Make Mine a Large One

Planet Computers releases its second phone with a qwerty keyboard

I recently returned to Planet Computers’ London offices to check out production models of the Cosmo Communicator, which we first profiled in April this year (see A Cosmopolitan Alternative).

The general finish and appearance of the Cosmo production devices confirms that it’s a maturing product that builds on the strengths of its predecessor. Planet Computers has made some subtle design changes since the Gemini, such as reducing the size of the rubber feet needed to steady the device when it’s opened, and switching to a tray for the SIM and microSD cards — an improvement on the Gemini, which needs a special tool to undo its cover and access the card slots.

There are some more obvious changes, too. The most noticeable is a two-inch external touch screen that displays notifications and can be used to control basic elements of the phone while it’s closed. The screen uses custom FreeRTOS-based software and its own processor to interact with the Android innards. Planet Computers has done a good job here, especially given the complexity of presenting a rich variety of Android functions on a tiny screen. The screen can even be used to take a selfie, although the pairing of a 24-megapixel camera and a two-inch screen is quite incongruous.

The product has matured in other ways. The production run may be miniscule by the standards of Samsung or even most of the “long tail” of Chinese brands, but it’s a multiple of the initial Gemini production. The device is about to gain certification from a Japanese operator — a first for Planet Computers and potentially the start of a much larger presence in what’s currently the Cosmo’s largest market.

To be truly successful, the device needs to find a wider audience; at least half of the crowd-funding support for the Cosmo came from existing Gemini owners. As “normal” smartphones get bigger and bigger, the Cosmo might find favour among people who previously thought a six-inch screen too large.
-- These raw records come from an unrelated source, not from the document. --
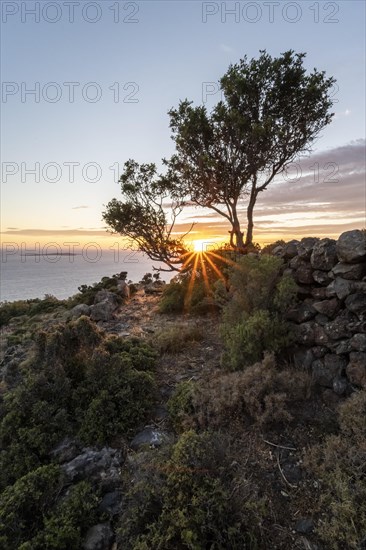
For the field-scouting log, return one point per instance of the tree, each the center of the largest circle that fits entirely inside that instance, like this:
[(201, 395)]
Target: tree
[(271, 112), (142, 215)]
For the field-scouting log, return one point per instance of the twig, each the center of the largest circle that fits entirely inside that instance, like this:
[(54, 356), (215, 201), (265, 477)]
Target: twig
[(280, 446), (283, 475)]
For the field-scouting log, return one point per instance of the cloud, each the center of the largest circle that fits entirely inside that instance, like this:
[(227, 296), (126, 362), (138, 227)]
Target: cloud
[(227, 49), (49, 232)]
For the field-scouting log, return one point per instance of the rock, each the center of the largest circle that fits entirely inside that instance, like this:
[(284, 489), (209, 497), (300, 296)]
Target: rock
[(156, 287), (324, 254), (358, 342), (321, 277), (351, 246), (337, 329), (148, 436), (91, 464), (290, 250), (303, 358), (305, 333), (106, 296), (278, 251), (353, 272), (356, 303), (102, 311), (327, 307), (305, 247), (356, 369), (343, 347), (304, 526), (66, 450), (123, 289), (304, 274), (326, 370), (340, 288), (79, 310), (341, 385), (321, 319), (301, 313), (98, 537), (319, 293), (111, 503), (320, 336)]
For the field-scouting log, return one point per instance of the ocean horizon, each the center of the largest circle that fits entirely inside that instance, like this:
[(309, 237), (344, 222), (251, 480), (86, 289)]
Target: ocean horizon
[(33, 274)]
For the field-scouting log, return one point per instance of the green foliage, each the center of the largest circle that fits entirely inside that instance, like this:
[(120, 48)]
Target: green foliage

Everyone at Planet Computers is clearly proud of their new product. Like the founders of F(x)tec, they’re building the phone that they want to see on the market (see A Key Device). This commitment extends to ongoing software support, including updates to the device’s custom applications and encouragement of community-led efforts to bring other operating systems to the Cosmo, including the Android fork LineageOS, Debian-based Linux and Sailfish OS.

The Cosmo Communicator is a product of its times. It wouldn’t exist if it weren’t for the homogeneity of the current smartphone market, the easy access to device manufacturing facilities (created in part by the homogeneity of the market), the presence of crowd-funding sites to attract and process financial support, and the reach of the Internet into untapped markets. Planet Computers is hoping it’s a cocktail for success.